Reputation: 13
I'm trying to plot error bands around a linear regression. I'm working with the builtin trees
dataset in R. Here's my code. No lines are showing up on the plot. Please help!
xdev <- log(Volume) - mean(log(Volume))
xdev
ydev <- Girth - mean(Girth)
ydev
b1 <- sum((xdev)*(ydev))/sum(xdev^2)
b0 <- mean(Girth) - mean(log(Volume))*b1
plot(log(Volume) ~ Girth)
abline(coef(lm(log(Volume) ~ Girth)), col=2)
(paste(b0, b1))
y.hat <- b0 + b1*log(Volume)
ss.explained <- sum((y.hat - mean(Girth))^2)
ss.unexplained <- sum((y.hat - Girth)^2)
stderr.b1 <- sqrt((ss.unexplained/29)/sum(xdev^2))
stderr.b1
std.yhat <- sqrt((ss.unexplained/29)*((1/31) + (xdev^2/sum(xdev^2))))
std.yhat
upp <- y.hat + qt(0.95, 29)*std.yhat
low <- y.hat - qt(0.95, 29)*std.yhat
upp
low
library(lattice)
plot(log(Volume) ~ Girth, data = trees)
abline(c(b0, b1), lty=1)
points(upp ~ Girth, data=trees, type="l", lty=2)
points(low ~ Girth, data=trees, type="l", lty=2)
Upvotes: 1
Views: 415
Reputation: 73252
Obviously you want to calculate OLS by hand as well as predictions with confidence bands.
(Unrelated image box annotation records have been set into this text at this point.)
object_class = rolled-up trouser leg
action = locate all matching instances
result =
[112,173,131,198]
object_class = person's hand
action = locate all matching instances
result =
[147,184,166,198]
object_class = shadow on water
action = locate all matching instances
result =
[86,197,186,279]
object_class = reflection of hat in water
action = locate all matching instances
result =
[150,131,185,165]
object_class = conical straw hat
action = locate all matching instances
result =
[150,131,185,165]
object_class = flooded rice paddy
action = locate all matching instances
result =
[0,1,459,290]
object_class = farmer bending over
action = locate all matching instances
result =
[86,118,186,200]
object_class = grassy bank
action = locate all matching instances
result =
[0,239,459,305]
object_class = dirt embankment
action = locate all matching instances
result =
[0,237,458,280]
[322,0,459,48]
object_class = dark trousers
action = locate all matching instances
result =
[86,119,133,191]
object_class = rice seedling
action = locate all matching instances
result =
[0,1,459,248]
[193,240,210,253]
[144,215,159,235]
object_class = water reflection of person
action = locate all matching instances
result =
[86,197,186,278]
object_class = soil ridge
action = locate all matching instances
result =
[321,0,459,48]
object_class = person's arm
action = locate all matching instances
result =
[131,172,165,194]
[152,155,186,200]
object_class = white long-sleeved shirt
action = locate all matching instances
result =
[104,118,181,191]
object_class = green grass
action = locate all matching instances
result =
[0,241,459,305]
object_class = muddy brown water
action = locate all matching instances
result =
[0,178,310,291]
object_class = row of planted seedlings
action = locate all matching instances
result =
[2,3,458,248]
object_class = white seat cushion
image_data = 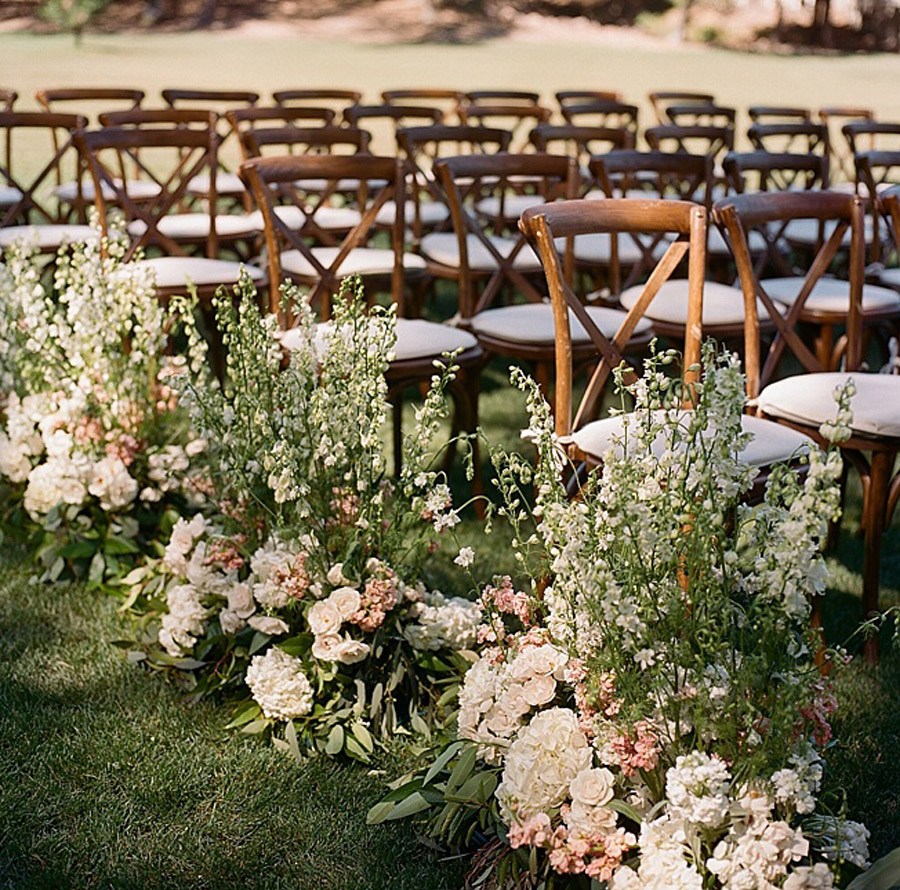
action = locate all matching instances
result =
[782,216,873,247]
[281,247,425,278]
[469,303,650,346]
[760,277,900,312]
[475,195,544,219]
[619,278,768,325]
[135,256,265,288]
[757,371,900,437]
[53,179,162,204]
[0,224,98,250]
[375,201,450,226]
[419,232,541,272]
[564,412,812,467]
[280,318,478,361]
[247,204,362,232]
[187,170,245,197]
[0,185,22,207]
[128,213,259,241]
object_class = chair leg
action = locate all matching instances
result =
[862,451,897,664]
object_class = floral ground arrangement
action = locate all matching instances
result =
[0,238,900,890]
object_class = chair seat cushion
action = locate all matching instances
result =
[53,179,162,204]
[280,318,478,362]
[281,247,425,278]
[757,371,900,438]
[135,256,265,288]
[619,278,768,325]
[375,201,450,226]
[419,232,541,272]
[247,204,362,232]
[782,216,874,247]
[469,303,650,346]
[128,213,259,241]
[475,195,544,219]
[760,277,900,312]
[563,412,812,467]
[0,223,98,250]
[187,170,245,197]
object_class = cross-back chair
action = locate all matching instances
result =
[520,198,808,486]
[0,111,94,253]
[714,192,900,660]
[241,154,482,492]
[561,99,640,139]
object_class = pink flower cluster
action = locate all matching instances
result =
[509,807,637,881]
[350,565,397,633]
[481,575,531,627]
[609,720,659,778]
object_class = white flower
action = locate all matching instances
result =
[306,598,344,637]
[495,708,592,821]
[244,646,313,720]
[328,587,360,616]
[247,615,290,637]
[88,456,139,510]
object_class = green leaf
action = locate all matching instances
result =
[325,725,344,757]
[422,742,463,785]
[847,847,900,890]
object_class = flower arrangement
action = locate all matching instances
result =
[129,282,481,760]
[369,345,868,890]
[0,235,205,584]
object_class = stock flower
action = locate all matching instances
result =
[244,646,313,720]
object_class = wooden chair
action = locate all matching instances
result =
[747,105,812,124]
[714,192,900,661]
[0,111,96,254]
[747,120,828,156]
[520,198,808,490]
[161,88,259,207]
[241,154,482,493]
[647,90,716,124]
[428,154,621,387]
[819,105,875,182]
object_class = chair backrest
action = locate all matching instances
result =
[240,154,405,321]
[644,124,734,161]
[434,153,578,320]
[241,125,369,158]
[561,99,640,137]
[34,87,145,124]
[0,111,87,227]
[747,105,812,124]
[713,191,865,398]
[226,105,336,159]
[519,198,707,436]
[75,109,219,259]
[819,105,875,182]
[647,90,716,124]
[458,101,552,151]
[747,120,828,155]
[528,124,634,168]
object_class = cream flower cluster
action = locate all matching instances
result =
[245,646,313,720]
[403,591,483,652]
[459,642,568,763]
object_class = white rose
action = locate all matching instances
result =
[337,638,370,664]
[569,768,616,807]
[247,615,290,637]
[325,587,360,621]
[312,634,343,661]
[306,600,343,637]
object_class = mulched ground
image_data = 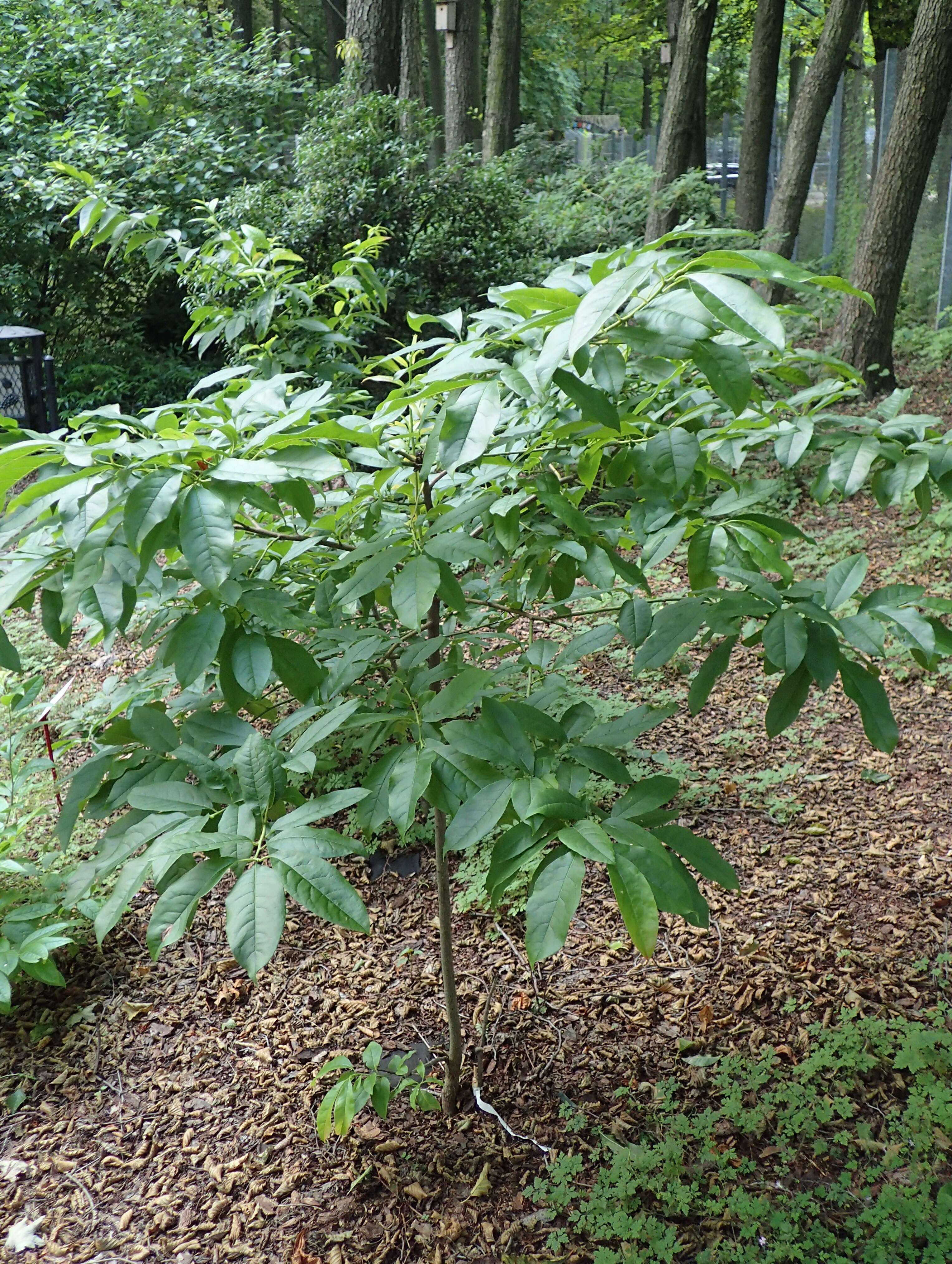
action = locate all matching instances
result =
[0,356,952,1264]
Since I'm not familiar with the approach you are using (but you definitely mixed up Y and X in the beginning of your code), I show you how to get the confidence bands with a similar manual approach I'm more familiar with.
data(trees) ## load trees dataset
## fit
X <- cbind(1, trees$Girth)
y <- log(trees$Volume)
beta <- solve(t(X) %*% X) %*% t(X) %*% y
y.hat <- as.vector(X %*% beta)
## std. err. y.hat
res <- y - y.hat
n <- nrow(trees); k <- ncol(X)
VCV <- 1/(n - k)*as.vector(t(res) %*% res)*solve(t(X) %*% X)
se.yhat <- sqrt(diag(X %*% VCV %*% t(X)))
## CIs
tcrit <- qt(0.975, n - k)
upp <- y.hat + tcrit*se.yhat
low <- y.hat - tcrit*se.yhat
## plot
with(trees, plot(x=Girth, y=log(Volume)))
abline(a=beta, col=2)
lines(x=trees$Girth, y=upp, lty=2)
lines(x=trees$Girth, y=low, lty=2)
We can compare this with the results of respective R functions, which will give us the same values and, thus, the same plot as above.
fit <- lm(log(Volume) ~ Girth, trees)
pred <- stats::predict.lm(fit, se.fit=TRUE, df=fit$df.residual)
with(trees, plot(x=Girth, y=log(Volume)))
abline(fit, col=2)
lines(x=trees$Girth, y=pred$fit + tcrit*pred$se.fit, lty=2)
lines(x=trees$Girth, y=pred$fit - tcrit*pred$se.fit, lty=2)
Since you have noted lattice
, you can further crosscheck using lattice::xyplot
:
lattice::xyplot(fit$fitted.values ~ log(trees$Volume),
panel=mosaic::panel.lmbands)
Note: It seems you are using attach
, which is discouraged in the community, see: Why is it not advisable to use attach() in R, and what should I use instead?. I therefore used with()
and `$`()
instead.
Upvotes: 0